Para el comentarista político Gene Callahan, el Estado es parte, una gran parte, del problema, dado que fomenta el abuso de los combustibles fósiles. Pongamos un ejemplo: como el uso de las autopistas no está sujeto a precios de mercado, se tiene la impresión de que hacerlo sale gratis; pues bien, los atascos resultantes de ello son perjudiciales para el medio ambiente. Pongamos otro: si el Estado no pusiera tantas trabas a la energía nuclear, utilizaríamos menos carbón.
Si no se le asfixiara con regulaciones y subsidios, el mercado descubriría combustibles alternativos que los burócratas no tienen presente ni cuando están soñando. Hoy en día, los disidentes energéticos pueden acabar teniendo problemas con el Estado, como bien sabe Bob Teixeira, un tipo que cometió la osadía de poner su Mercedes a funcionar con aceite de soja. Si lo del cambio climático resulta un peligro real, el incentivo de los beneficios moverá a los empresarios a dar con tecnologías que reduzcan las emisiones de CO2.

Si el sector de los seguros estuviera menos regulado, tendría sustanciosas razones para anticiparse a cualquier problema relacionado con el calentamiento y fijar convenientemente el precio de cobertura de las distintas propiedades. Las aseguradoras prestarían una gran atención a la mejor información científica, ya que un error les podría costar la bancarrota, problema que jamás se le plantea al Estado.
Lo mejor y más importante que podemos hacer es no dificultar la creación de riqueza. Como decía el difunto Aaron Wildavsky en su maravilloso libro Searching for Safety (En busca de la seguridad), "más rico quiere decir más sano".

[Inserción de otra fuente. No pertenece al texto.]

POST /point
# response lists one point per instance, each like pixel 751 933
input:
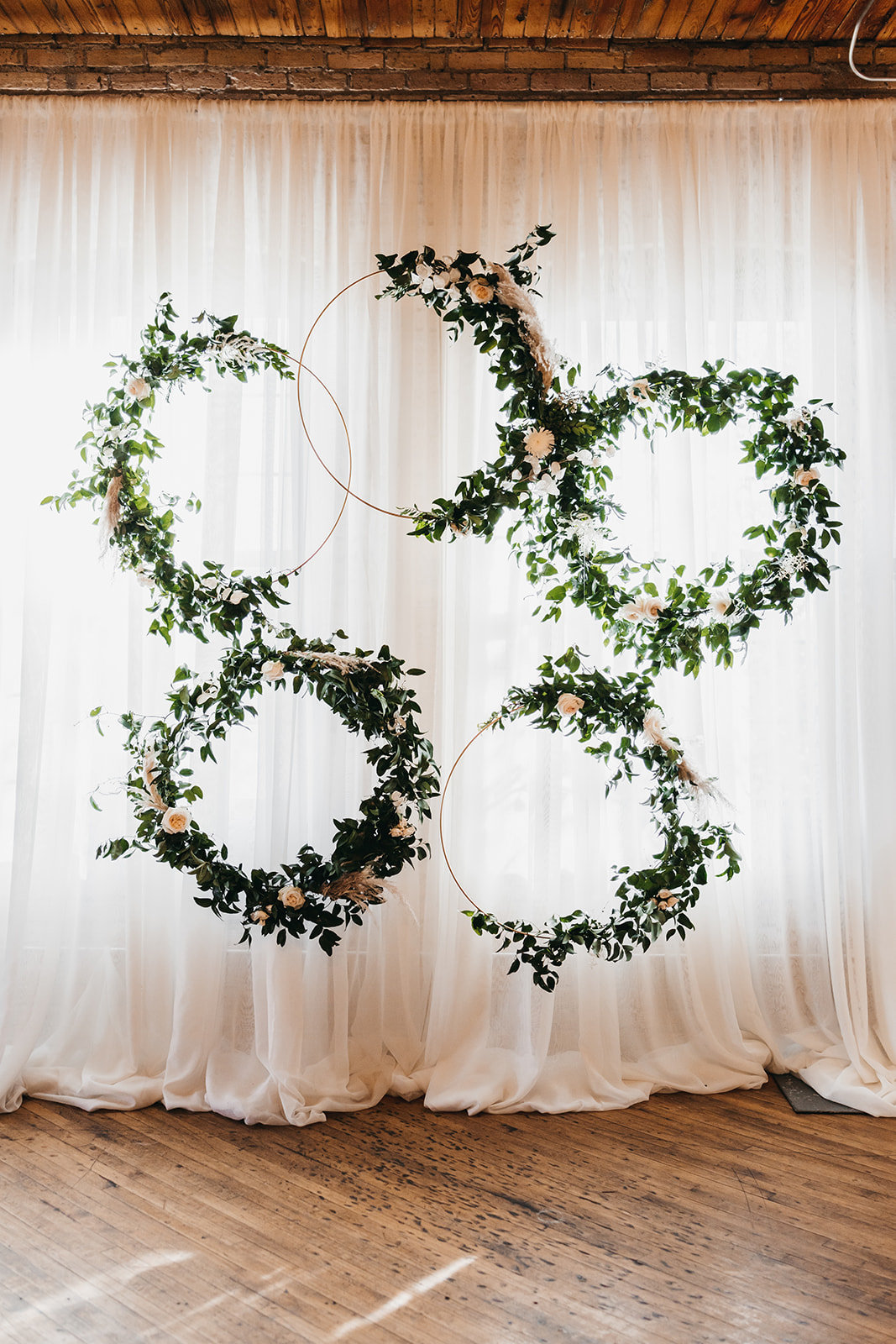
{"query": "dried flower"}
pixel 291 897
pixel 570 703
pixel 176 820
pixel 479 291
pixel 653 727
pixel 539 443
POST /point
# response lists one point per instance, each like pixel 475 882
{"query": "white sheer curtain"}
pixel 759 233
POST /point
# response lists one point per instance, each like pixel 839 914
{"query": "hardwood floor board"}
pixel 416 1236
pixel 345 1274
pixel 214 1268
pixel 691 1220
pixel 723 1310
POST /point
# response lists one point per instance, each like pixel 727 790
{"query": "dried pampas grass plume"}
pixel 362 889
pixel 533 333
pixel 110 517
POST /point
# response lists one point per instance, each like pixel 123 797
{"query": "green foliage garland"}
pixel 312 895
pixel 550 481
pixel 117 449
pixel 553 474
pixel 618 721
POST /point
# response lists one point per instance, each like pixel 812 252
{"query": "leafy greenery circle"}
pixel 553 472
pixel 118 448
pixel 618 721
pixel 313 894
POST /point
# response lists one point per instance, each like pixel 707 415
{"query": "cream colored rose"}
pixel 539 443
pixel 479 289
pixel 291 897
pixel 175 820
pixel 570 703
pixel 644 608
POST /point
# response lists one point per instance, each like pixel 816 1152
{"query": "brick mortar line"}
pixel 322 67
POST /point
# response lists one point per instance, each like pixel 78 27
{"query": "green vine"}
pixel 618 721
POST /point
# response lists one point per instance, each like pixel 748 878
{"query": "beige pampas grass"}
pixel 362 889
pixel 110 517
pixel 533 333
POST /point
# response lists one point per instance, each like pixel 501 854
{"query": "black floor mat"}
pixel 806 1101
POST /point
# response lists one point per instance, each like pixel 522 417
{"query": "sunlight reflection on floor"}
pixel 394 1304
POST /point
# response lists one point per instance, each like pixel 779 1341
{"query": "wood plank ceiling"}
pixel 633 20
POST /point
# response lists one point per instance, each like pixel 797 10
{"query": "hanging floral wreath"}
pixel 312 895
pixel 118 448
pixel 553 472
pixel 618 721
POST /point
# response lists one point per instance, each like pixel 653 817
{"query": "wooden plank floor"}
pixel 684 1221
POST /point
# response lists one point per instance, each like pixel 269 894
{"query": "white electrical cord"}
pixel 852 49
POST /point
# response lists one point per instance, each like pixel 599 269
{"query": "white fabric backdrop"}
pixel 758 233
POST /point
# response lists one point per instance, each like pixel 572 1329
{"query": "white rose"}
pixel 539 443
pixel 645 608
pixel 175 820
pixel 479 291
pixel 291 897
pixel 570 703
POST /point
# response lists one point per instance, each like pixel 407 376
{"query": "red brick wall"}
pixel 437 69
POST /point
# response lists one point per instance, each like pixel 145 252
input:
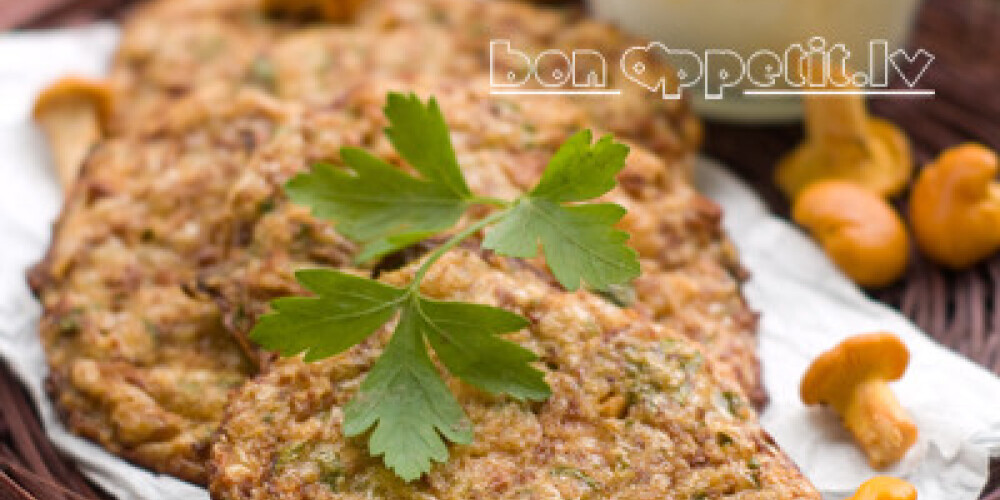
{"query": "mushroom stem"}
pixel 837 121
pixel 72 129
pixel 881 426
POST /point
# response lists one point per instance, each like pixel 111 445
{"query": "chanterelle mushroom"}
pixel 955 206
pixel 843 142
pixel 74 114
pixel 885 488
pixel 860 231
pixel 852 378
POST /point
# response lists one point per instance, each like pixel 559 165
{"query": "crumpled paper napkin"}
pixel 807 306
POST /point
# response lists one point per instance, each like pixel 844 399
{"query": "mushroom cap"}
pixel 860 231
pixel 955 206
pixel 71 88
pixel 883 165
pixel 879 355
pixel 885 488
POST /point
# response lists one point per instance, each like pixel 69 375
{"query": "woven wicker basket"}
pixel 959 309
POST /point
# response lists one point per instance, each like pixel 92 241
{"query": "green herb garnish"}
pixel 403 400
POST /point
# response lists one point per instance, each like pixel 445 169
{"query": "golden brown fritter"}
pixel 137 361
pixel 636 413
pixel 217 107
pixel 690 273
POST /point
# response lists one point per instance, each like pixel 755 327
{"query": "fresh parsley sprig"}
pixel 403 398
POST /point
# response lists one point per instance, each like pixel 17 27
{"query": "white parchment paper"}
pixel 806 306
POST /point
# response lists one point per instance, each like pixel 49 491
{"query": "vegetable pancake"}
pixel 635 412
pixel 690 277
pixel 217 106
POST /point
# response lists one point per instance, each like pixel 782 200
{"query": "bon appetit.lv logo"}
pixel 713 72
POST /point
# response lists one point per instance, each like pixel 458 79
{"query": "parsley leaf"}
pixel 465 337
pixel 403 401
pixel 379 206
pixel 421 137
pixel 579 241
pixel 347 310
pixel 410 406
pixel 579 172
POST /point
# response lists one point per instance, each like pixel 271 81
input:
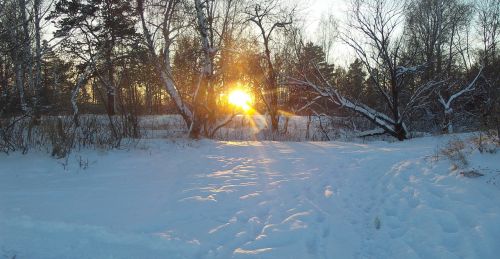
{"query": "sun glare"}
pixel 241 99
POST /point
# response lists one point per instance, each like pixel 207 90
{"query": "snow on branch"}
pixel 470 87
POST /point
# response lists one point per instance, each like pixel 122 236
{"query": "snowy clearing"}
pixel 209 199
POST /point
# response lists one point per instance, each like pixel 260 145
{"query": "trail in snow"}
pixel 209 199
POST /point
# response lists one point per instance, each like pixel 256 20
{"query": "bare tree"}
pixel 159 37
pixel 268 17
pixel 379 48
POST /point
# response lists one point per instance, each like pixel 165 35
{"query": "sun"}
pixel 241 99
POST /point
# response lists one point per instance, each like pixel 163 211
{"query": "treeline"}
pixel 417 64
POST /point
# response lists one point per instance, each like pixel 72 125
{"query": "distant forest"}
pixel 426 65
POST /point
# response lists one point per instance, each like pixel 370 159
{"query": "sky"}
pixel 340 54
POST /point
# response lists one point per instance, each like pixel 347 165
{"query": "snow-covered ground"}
pixel 208 199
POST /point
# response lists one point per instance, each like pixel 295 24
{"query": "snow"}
pixel 210 199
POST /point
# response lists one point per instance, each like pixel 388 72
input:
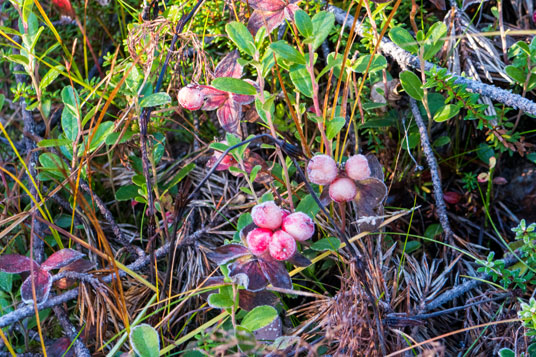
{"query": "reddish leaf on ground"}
pixel 270 13
pixel 43 282
pixel 61 258
pixel 15 263
pixel 226 253
pixel 248 273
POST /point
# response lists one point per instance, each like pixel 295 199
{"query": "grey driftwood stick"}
pixel 389 48
pixel 434 170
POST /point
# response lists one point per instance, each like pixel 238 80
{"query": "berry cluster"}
pixel 278 230
pixel 323 170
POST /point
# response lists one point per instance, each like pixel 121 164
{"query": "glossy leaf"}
pixel 412 85
pixel 242 38
pixel 16 264
pixel 403 39
pixel 234 85
pixel 226 253
pixel 145 341
pixel 61 258
pixel 259 317
pixel 43 282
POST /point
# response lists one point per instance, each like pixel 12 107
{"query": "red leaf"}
pixel 248 273
pixel 61 258
pixel 276 273
pixel 15 263
pixel 452 197
pixel 229 115
pixel 267 5
pixel 43 282
pixel 229 66
pixel 226 253
pixel 259 19
pixel 214 98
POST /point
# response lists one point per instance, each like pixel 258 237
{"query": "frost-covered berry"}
pixel 191 97
pixel 299 225
pixel 258 240
pixel 322 169
pixel 342 189
pixel 357 167
pixel 267 215
pixel 282 246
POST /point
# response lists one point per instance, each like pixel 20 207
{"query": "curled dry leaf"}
pixel 43 282
pixel 61 258
pixel 228 252
pixel 16 264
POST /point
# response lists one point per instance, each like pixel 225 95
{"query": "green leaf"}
pixel 333 127
pixel 126 193
pixel 220 301
pixel 301 79
pixel 46 143
pixel 516 74
pixel 104 129
pixel 287 52
pixel 412 85
pixel 49 77
pixel 378 63
pixel 435 38
pixel 259 317
pixel 308 205
pixel 234 85
pixel 322 24
pixel 403 39
pixel 446 112
pixel 303 23
pixel 145 341
pixel 330 243
pixel 241 36
pixel 155 100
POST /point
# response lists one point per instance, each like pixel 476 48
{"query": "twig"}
pixel 434 171
pixel 406 58
pixel 80 349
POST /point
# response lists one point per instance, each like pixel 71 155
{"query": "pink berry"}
pixel 282 246
pixel 258 240
pixel 322 169
pixel 342 189
pixel 299 225
pixel 267 215
pixel 191 97
pixel 357 167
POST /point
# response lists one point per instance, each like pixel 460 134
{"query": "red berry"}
pixel 299 225
pixel 342 189
pixel 191 97
pixel 258 240
pixel 322 169
pixel 282 246
pixel 357 167
pixel 267 215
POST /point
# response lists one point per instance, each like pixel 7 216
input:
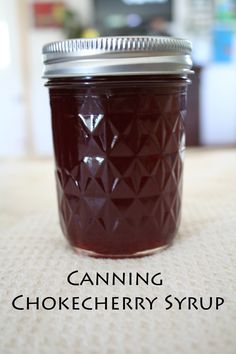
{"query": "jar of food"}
pixel 118 106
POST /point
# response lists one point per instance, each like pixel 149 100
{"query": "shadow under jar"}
pixel 118 106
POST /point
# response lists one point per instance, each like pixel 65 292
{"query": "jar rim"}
pixel 117 56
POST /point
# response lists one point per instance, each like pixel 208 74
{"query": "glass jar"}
pixel 118 106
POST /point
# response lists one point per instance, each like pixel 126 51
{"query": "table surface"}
pixel 36 259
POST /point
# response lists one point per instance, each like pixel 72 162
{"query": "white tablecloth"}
pixel 36 259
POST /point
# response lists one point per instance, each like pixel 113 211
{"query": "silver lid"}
pixel 117 56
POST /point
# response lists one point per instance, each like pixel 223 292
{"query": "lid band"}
pixel 117 56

Las sociedades ricas están en disposición de plantar cara a una amenaza imprevista. En cambio, los habitantes de los países en desarrollo necesitan desesperadamente alcanzar la prosperidad. Bloquear su desarrollo con promesas deleznables de "soluciones" medioambientales no hará sino hacerles aún más dura la vida. Sus entornos primitivos les están matando.